At its April 2, 2012 meeting, the Ann Arbor city council voted to submit a request to the Michigan Dept. of Transportation to convert the segment of Jackson Road between Maple Road and South Revena from four traffic lanes to three. The request to MDOT will be shared with the Southeast Michigan Council of Governments (SEMCOG) and the Federal Highway Administration (FHWA). If the FHWA were to approve the proposed lane conversion, it would be implemented by MDOT, when the length of Jackson Road is resurfaced by MDOT from the I-94 interchange to Main Street in downtown Ann Arbor. That project is scheduled for 2013 or 2014.
The resolution was opposed by two councilmembers – Mike Anglin (Ward 5) and Jane Lumm (Ward 2).
Benefits of the lane conversion cited in a staff memo accompanying the resolution include: (1) safe deceleration in the middle lane for left turns; (2) elimination of lane weaving; (3) uniform speeds and the resultant traffic-calming effect; (4) reduction in number and severity of crashes in a number of categories; (5) potential extra width for bicycle lanes; and (6) potential creation of additional marked pedestrian crossings.

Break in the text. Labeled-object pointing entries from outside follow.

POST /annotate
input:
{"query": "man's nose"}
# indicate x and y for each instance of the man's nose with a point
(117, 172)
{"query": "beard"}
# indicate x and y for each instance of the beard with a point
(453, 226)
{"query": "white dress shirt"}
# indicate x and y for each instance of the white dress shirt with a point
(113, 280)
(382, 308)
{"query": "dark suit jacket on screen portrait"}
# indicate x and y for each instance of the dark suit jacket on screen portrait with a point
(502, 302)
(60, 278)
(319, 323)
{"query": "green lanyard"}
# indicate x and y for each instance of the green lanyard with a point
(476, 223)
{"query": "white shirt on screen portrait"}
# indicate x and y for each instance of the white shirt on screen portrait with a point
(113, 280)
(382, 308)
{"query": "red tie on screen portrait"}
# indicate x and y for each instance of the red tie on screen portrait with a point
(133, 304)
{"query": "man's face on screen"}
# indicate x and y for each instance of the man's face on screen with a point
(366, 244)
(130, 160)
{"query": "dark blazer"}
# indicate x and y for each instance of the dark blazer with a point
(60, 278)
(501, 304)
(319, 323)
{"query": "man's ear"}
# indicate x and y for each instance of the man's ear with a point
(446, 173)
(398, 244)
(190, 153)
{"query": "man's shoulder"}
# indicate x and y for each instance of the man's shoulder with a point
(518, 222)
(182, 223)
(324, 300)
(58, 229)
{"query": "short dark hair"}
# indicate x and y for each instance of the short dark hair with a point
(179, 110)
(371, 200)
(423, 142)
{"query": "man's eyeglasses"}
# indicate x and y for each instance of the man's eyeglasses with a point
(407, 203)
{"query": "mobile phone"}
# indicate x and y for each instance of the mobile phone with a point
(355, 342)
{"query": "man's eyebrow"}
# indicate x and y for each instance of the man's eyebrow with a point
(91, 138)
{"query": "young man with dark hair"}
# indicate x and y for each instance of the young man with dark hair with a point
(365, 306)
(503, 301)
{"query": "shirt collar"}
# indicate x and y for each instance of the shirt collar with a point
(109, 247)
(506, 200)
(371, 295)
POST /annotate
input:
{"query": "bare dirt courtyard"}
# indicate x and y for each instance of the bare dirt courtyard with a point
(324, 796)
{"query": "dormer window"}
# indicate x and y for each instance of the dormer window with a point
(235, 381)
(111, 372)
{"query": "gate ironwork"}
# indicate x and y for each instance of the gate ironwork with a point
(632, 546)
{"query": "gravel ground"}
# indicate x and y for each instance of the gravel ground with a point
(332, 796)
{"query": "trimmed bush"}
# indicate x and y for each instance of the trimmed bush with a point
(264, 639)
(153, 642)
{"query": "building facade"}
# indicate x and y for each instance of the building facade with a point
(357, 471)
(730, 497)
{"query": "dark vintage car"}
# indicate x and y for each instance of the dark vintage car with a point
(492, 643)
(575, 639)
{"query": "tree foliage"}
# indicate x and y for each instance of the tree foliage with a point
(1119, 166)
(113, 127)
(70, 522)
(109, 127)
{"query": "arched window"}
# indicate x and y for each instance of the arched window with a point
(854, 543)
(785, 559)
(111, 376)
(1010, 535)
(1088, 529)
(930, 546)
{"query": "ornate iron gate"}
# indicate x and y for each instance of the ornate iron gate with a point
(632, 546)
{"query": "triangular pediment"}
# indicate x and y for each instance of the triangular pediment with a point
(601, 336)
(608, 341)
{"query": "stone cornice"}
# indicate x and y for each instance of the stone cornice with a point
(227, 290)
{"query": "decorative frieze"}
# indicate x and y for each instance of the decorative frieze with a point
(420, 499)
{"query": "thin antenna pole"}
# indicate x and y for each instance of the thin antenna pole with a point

The memo mentions several successful 4-to-3 lane conversions in Ann Arbor: South Main (Ann-Arbor Saline to Eisenhower); Platt (Packard to Ellsworth); Packard (Stadium to Jewett); Huron Parkway (Nixon to Plymouth); West Stadium Boulevard (Seventh to Pauline); and Green (Plymouth to Glazier Way). All of those segments have an average daily traffic (ADT) flow of less than 15,000.
Roadway segments with greater than 15,000 ADT, like Jackson Road with 15,500, require a greater level of analysis and public involvement. And to that end MDOT held a public meeting at Slauson Middle School on Feb. 2, 2012.
This brief was filed from the city council’s chambers on the second floor of city hall, located at 301 E. Huron. A more detailed report will follow: [link]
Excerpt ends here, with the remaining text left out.